More broadly, a 2015 study by Ken Goldstein, a media economics and trends expert, suggested there will be “few, if any, printed daily newspapers” by 2025. The report cited daily newspaper circulation in Canada, which went from around 50 percent of households in 1995 to 20 percent in 2014. If those declines continue, Goldstein says the five to 10 percent of households that remain in 2025 won’t be enough to support the print business model. Most people in journalism believe the future is online. The problem is how to realize it profitably, and so far, no one has a conclusive answer.
Though still in its infancy, The Athletic offers a glimmer of hope. Beyond the feel-good stories of career revivals for Fitz-Gerald and O’Neil, the company’s disruptive business model offers a new approach in an industry that desperately needs one. This past March, another major investment into The Athletic again showed the company’s unique model is making significant strides. The funding, which was led by Evolution Media and also included some previous early-stage investors, secured The Athletic another $20 million in funding, dwarfing the company’s early capital raises. The plan with the new funds, according to Hansmann, is to do much of the same. “We’re investing in our continued editorial expansion,” he says after the funding was made public. However, Hansmann also says that the new influx of capital will be used to develop other parts of The Athletic as well. He says they will use the money to support team growth at the company’s headquarters, and that they are also “keen to begin experimenting with other formats like podcasting, live events and possibly video.”

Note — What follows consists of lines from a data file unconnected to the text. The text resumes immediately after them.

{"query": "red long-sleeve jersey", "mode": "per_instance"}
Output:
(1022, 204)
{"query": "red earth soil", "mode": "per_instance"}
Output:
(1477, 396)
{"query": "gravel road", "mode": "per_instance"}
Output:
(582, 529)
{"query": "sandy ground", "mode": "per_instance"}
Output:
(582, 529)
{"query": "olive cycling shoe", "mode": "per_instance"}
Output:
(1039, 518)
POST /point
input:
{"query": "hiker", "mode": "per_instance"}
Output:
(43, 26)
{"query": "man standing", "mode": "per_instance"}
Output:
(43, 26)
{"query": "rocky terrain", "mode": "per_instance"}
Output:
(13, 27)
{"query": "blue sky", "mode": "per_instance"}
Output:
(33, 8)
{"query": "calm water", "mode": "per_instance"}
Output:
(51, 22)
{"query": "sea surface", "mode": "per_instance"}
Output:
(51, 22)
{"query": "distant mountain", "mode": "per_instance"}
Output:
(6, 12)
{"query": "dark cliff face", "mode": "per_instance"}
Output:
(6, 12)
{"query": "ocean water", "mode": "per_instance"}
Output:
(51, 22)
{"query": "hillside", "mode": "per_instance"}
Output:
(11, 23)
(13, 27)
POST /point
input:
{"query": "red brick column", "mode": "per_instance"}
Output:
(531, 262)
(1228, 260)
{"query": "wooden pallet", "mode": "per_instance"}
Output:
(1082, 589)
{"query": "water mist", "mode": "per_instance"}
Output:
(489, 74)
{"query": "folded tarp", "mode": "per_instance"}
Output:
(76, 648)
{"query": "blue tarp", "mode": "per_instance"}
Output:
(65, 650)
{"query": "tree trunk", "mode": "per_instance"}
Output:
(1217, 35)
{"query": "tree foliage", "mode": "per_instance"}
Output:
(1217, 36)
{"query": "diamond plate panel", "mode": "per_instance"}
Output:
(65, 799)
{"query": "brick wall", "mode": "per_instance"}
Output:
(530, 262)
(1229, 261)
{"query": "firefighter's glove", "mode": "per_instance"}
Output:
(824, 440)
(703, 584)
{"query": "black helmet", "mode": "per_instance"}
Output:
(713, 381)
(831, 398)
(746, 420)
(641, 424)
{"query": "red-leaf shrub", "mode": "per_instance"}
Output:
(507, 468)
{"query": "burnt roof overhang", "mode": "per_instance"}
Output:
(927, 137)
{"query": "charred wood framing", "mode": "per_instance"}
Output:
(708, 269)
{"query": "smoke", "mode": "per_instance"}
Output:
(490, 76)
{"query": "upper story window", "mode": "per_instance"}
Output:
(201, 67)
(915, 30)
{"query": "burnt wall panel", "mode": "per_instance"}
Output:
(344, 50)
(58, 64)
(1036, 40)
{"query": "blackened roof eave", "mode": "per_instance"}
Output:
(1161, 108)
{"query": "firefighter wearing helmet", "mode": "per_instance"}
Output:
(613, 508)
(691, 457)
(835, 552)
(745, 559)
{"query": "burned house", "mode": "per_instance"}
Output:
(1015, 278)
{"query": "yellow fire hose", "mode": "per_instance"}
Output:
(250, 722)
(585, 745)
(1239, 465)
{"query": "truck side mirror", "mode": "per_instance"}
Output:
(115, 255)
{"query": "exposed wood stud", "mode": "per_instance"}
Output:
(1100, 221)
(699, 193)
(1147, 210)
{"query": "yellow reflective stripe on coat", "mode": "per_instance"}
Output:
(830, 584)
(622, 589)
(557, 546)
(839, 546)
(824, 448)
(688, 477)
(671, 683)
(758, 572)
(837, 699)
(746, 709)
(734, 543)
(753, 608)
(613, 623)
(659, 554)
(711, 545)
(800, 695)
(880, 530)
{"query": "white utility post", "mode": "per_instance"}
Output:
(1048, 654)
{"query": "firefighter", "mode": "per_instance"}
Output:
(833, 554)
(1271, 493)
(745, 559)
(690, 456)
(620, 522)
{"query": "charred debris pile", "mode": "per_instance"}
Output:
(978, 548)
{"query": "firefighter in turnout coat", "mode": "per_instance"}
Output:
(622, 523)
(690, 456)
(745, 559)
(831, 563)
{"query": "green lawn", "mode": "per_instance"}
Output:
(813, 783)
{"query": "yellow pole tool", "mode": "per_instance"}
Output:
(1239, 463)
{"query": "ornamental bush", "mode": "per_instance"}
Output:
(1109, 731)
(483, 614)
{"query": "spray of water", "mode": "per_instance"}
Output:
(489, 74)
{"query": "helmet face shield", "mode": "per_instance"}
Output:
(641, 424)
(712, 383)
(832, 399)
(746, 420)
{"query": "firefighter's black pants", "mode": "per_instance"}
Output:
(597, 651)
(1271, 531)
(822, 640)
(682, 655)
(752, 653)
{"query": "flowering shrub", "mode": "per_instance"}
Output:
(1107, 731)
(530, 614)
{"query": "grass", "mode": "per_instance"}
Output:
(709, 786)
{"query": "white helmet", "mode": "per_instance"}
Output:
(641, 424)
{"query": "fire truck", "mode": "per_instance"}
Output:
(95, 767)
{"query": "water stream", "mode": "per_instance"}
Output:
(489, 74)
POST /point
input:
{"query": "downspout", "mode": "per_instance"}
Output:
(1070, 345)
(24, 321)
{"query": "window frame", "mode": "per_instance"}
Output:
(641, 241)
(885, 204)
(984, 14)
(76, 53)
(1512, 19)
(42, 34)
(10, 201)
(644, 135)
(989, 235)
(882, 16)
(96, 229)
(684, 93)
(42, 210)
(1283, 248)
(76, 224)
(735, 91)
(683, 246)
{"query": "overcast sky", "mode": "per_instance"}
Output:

Given how the company has developed, it’s not shocking that Canadian operations leader Mirtle sees The Athletic’s potential in the sports world as on par with some of the great technological innovations of the 21st century. “When things like iTunes first launched, people thought it was a bit crazy and it would never work. When Netflix launched, people thought it was crazy because you could just go to Blockbuster,” Mirtle says. “There’s a lot of disruption happening in the world and a lot of it is ideas that people thought were crazy in the beginning. I think that The Athletic, from what I’m seeing, with how successful we’ve been so far, I think that we might qualify.”